China’s Technological Ambitions Take Flight

Everyone knows China is a low-wage, low-cost manufacturing juggernaut. But the world had better watch out: It is also on its way to becoming a high-tech behemoth.

That was underscored last week when China sent a man into space. At the same time, to much less fanfare, Chinese doctors made their own leap, taking the nucleus of an ovary from one woman and implanting it in the ovary of another, allowing her possibly to conceive a child. And such achievements are becoming increasingly common.

“China is going to be a technological powerhouse,” says Paul Saffo, director of the Institute for the Future in Menlo Park, Calif. “They are being very strategic -- making sure that they gain technological knowledge as part of their manufacturing activities.”


China’s technological drive may come as a surprise to those accustomed to viewing it as simply a low-wage workshop, exporting shoes and T-shirts and all sorts of paraphernalia and roiling other economies in the process. But manufacturing is only one stage in China’s economic development. In fact, what’s most significant about China today is not the growth of its assembly lines but that of its graduating classes.

Rob Koepp, a scholar at the Milken Institute in Santa Monica, points out a statistic. “China graduates 450,000 engineers each year -- as many as the United States.” He adds that the country’s aim isn’t “merely to catch up with the West” but to “bring about fundamentally innovative technology over time” that will set standards for the whole world.

In many ways, China’s technological ambitions can’t help but influence global industry. For example, it is deploying an extremely advanced system for cellular telephones, called third generation. And because there are 200 million Chinese cellphone users, more than any other country, China’s system inevitably will be become a leading global standard.

In software, China is pushing for a new standard that would allow the Internet to accommodate more users. China’s software industry is still relatively small -- less than one-third the size of India’s -- but it’s growing exponentially, like so much else there. So if it starts using an advanced Internet protocol, the rest of the world could be forced to adopt it too.

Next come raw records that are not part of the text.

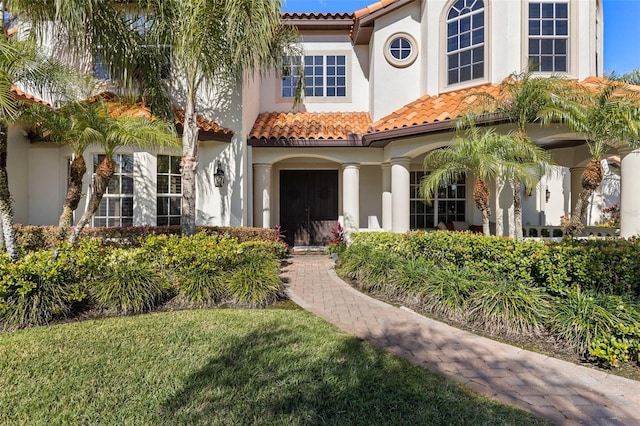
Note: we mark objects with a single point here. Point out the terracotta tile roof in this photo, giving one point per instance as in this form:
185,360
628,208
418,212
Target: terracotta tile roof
24,96
203,123
431,109
310,125
316,16
372,8
141,110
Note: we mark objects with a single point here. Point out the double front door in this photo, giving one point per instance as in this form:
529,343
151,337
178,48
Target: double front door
308,206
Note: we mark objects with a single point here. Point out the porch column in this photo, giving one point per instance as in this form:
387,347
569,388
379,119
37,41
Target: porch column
351,196
400,191
262,195
629,199
576,186
387,223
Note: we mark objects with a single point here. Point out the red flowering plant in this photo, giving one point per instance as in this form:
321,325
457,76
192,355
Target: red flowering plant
337,243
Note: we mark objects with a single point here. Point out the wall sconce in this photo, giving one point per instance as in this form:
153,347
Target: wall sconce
218,176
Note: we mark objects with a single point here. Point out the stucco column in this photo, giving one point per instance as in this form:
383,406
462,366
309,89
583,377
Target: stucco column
629,199
576,186
400,190
262,195
387,203
351,196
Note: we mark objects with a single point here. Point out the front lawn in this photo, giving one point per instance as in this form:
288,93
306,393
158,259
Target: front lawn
222,367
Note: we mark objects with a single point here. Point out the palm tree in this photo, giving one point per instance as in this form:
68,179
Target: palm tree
75,124
212,44
479,153
20,63
610,118
113,130
524,99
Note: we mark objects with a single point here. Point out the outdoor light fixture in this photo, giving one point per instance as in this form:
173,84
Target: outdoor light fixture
218,176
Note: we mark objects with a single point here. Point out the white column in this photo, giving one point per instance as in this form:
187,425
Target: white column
400,191
351,196
576,187
262,195
387,202
629,198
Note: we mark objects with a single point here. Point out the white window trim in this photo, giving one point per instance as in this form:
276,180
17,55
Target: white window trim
170,194
443,72
572,46
401,63
114,196
323,99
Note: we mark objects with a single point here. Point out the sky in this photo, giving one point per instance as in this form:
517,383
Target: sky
621,27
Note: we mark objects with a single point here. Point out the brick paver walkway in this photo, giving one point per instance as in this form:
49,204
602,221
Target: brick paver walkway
560,391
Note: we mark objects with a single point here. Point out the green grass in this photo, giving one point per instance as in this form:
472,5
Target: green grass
222,367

It’s true that in telecommunications, space flight, biomedicine and elsewhere, China is largely building on innovations that originated in the U.S. and other countries. And China’s total research spending right now is less than 1% of its annual gross domestic product of $1.4 trillion.

But that GDP is growing at an annual rate of 8%. Research and development spending is expanding. Beijing is setting up high-tech centers around the country to come up with the next big thing in electronics, biotechnology and nanotechnology. The Ministry of Science and Industry has hired Koepp of the Milken Institute to advise it on how Silicon Valley and other centers of high-tech development came about in this country.

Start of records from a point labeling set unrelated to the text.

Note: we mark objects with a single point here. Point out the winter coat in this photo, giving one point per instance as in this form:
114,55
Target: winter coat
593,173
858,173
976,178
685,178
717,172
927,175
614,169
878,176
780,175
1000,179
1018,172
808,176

Even now, in technology, China poses “a competitiveness challenge,” says Dwight W. Decker, chairman and chief executive of Conexant Systems Inc. in Newport Beach, a maker of semiconductor chip sets.

Just this month, Conexant entered an agreement with Huawei Technologies Inc. of Shenzhen, China, which makes network switches and routers for Internet traffic. Huawei, a huge $2.4-billion firm, will use Conexant’s chip sets to allow giant China Telecom to give its customers broadband Internet connections.

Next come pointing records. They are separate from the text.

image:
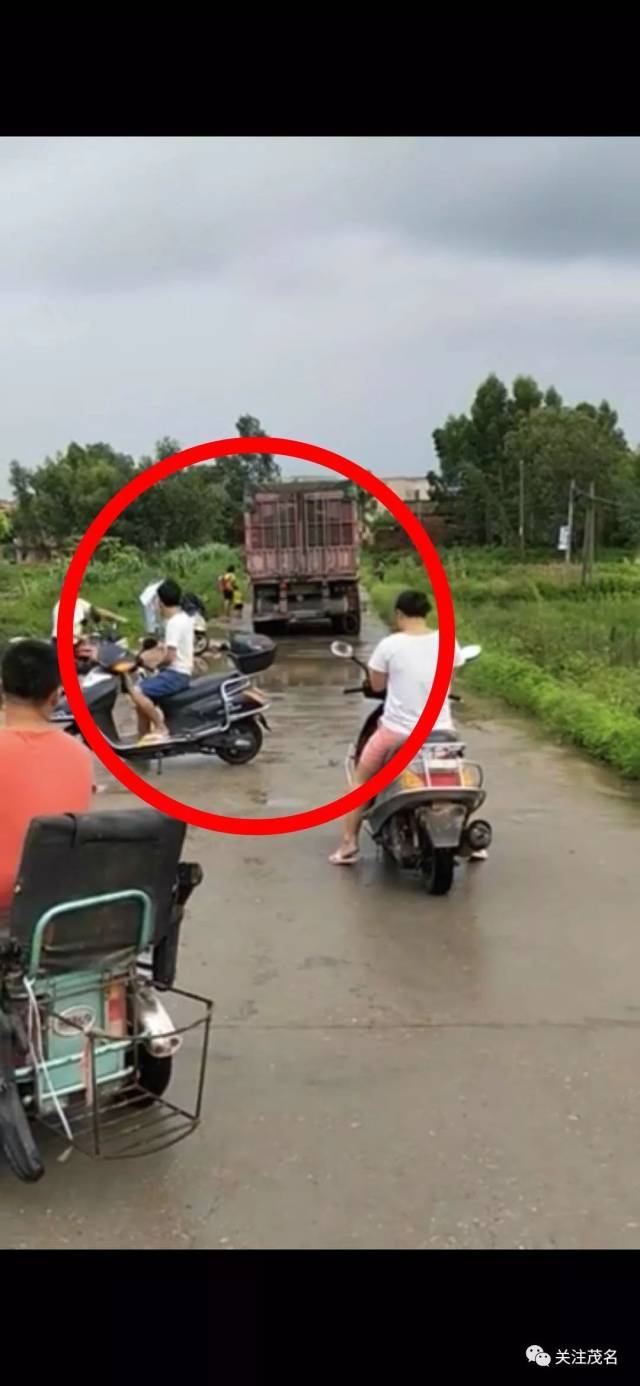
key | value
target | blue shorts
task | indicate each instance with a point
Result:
(164, 683)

Conexant won the contract because of the excellence of its technology. But Decker has no illusions. He knows his researchers and chip designers will have to work hard to develop the next technological wrinkle in chip sets, and the next after that, to stay in the game -- because China is trying to develop original chip-set software.

“They want to be a leader, in software, in wireless technology, in TV,” Decker says, and the list goes on.

Andrew S. Grove, the chairman of Intel Corp., warned in a recent speech that America was risking its lead in technology and its living standards, because research and development funding was declining here and “university enrollment in science and engineering has been trending downward over the last decade.”

Meanwhile, China is a country coming alive. Shoucheng Zhang, a physics professor at Stanford University who also teaches at Tsing-hua University in Beijing, can’t help but notice it when he returns to his native land. “I love to see the young people changing the world, hanging China,” he says.

Zhang knows that to develop truly original technology, China’s Communist government must have the “political will” to protect intellectual property as the West does, with patent and copyright laws. And he believes such change is inevitable.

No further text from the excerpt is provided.